Keyword [Bilinear CNN]
Lin T Y, RoyChowdhury A, Maji S. Bilinear cnn models for fine-grained visual recognition[C]//Proceedings of the IEEE International Conference on Computer Vision. 2015: 1449-1457.
1. Overview
人类大脑双流假说 (two-streams hypothesis). 假说认为大脑中有两种视觉系统
- 腹流(ventral stream; what pathway). 参与物体识别
- 背流(dorsal stream; where pathway). 处理物体相对于viewer的空间位置
基于上述假说,论文提出bilinear模型,该模型可end-to-end训练,有助于fine-grained分类问题。
模型分为两条stream,分别负责
- localization (where) [part detector]
- appearance modeling (what) [feature extractor]

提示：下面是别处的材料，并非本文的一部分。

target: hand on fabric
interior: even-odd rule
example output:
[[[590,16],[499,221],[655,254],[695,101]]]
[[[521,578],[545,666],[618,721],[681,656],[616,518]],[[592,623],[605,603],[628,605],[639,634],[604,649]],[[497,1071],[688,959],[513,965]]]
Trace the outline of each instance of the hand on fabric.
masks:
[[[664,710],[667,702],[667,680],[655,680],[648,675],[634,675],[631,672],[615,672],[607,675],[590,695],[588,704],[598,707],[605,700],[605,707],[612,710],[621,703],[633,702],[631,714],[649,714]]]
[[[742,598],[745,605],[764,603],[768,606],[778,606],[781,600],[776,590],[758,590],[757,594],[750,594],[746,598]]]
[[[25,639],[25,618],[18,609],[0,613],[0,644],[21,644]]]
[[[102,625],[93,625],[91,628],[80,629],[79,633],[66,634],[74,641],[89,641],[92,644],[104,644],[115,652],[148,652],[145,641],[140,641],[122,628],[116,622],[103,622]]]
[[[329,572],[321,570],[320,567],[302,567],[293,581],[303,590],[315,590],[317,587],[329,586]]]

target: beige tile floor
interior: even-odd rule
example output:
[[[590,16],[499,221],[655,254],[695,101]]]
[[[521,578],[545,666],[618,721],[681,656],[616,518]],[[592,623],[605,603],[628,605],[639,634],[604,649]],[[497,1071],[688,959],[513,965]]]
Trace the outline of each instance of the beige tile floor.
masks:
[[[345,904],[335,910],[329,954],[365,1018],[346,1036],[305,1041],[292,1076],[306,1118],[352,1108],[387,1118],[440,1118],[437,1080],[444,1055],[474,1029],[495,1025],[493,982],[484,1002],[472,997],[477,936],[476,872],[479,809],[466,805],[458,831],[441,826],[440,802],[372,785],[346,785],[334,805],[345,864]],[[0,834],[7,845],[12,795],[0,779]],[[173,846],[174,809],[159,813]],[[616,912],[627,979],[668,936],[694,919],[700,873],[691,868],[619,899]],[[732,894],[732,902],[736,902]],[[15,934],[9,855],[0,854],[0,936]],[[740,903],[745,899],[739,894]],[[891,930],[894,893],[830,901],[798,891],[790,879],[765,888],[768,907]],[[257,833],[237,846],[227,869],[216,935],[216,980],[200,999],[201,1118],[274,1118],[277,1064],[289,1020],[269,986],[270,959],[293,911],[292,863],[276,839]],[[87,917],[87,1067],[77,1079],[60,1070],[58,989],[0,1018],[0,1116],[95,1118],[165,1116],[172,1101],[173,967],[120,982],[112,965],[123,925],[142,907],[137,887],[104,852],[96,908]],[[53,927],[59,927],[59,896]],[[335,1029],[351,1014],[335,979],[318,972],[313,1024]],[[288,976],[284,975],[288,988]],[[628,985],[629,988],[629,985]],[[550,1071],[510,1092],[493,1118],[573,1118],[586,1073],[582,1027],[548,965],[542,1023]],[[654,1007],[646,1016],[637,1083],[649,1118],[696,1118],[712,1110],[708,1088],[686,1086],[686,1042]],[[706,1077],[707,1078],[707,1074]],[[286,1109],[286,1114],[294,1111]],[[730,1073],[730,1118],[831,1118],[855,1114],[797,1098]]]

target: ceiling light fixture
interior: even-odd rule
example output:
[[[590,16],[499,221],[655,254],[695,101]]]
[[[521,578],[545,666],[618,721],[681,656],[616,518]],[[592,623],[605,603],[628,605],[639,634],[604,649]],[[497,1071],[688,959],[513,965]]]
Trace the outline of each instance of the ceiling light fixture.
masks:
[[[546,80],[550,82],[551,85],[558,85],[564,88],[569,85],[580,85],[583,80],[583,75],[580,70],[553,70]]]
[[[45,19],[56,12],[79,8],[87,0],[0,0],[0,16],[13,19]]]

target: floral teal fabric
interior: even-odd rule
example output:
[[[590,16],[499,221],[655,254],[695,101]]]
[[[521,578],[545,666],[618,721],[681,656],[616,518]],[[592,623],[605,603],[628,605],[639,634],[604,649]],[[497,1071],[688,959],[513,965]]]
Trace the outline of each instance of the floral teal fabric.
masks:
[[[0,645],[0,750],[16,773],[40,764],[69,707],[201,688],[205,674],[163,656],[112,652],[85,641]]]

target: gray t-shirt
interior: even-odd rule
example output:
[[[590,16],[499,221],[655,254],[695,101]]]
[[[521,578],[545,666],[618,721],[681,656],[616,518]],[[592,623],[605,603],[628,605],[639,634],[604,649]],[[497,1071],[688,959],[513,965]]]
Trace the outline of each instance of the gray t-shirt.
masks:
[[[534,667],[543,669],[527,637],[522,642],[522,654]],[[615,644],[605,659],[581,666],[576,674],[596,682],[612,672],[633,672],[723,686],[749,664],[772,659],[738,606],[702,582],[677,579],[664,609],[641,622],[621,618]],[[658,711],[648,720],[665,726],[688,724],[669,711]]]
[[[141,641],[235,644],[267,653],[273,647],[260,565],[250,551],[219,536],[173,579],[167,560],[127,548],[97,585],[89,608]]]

但最终实验表明两条stream并没有明显的界限,它们都趋向于激活特定的semantic part.
2. 计算过程
得到两条stream输出的特征图后(h, w, c1), (h, w, c2)
- 首先,对应空间点进行外积操作,从而实现part-feature interaction. (h, w, c1*c2)
- 其次,进行sum-pooling操作. (c1*c2)
- 接着,进行signed square-root和L2归一化
- 最后,分类
3. 数据集
- (bird) CUB-200-2011. 11788张图片,200种鸟类
- (aircraft) FGVC-aircraft. 10000张图片,100中飞机类型
- (car) Cars. 16185张图片,196种车类型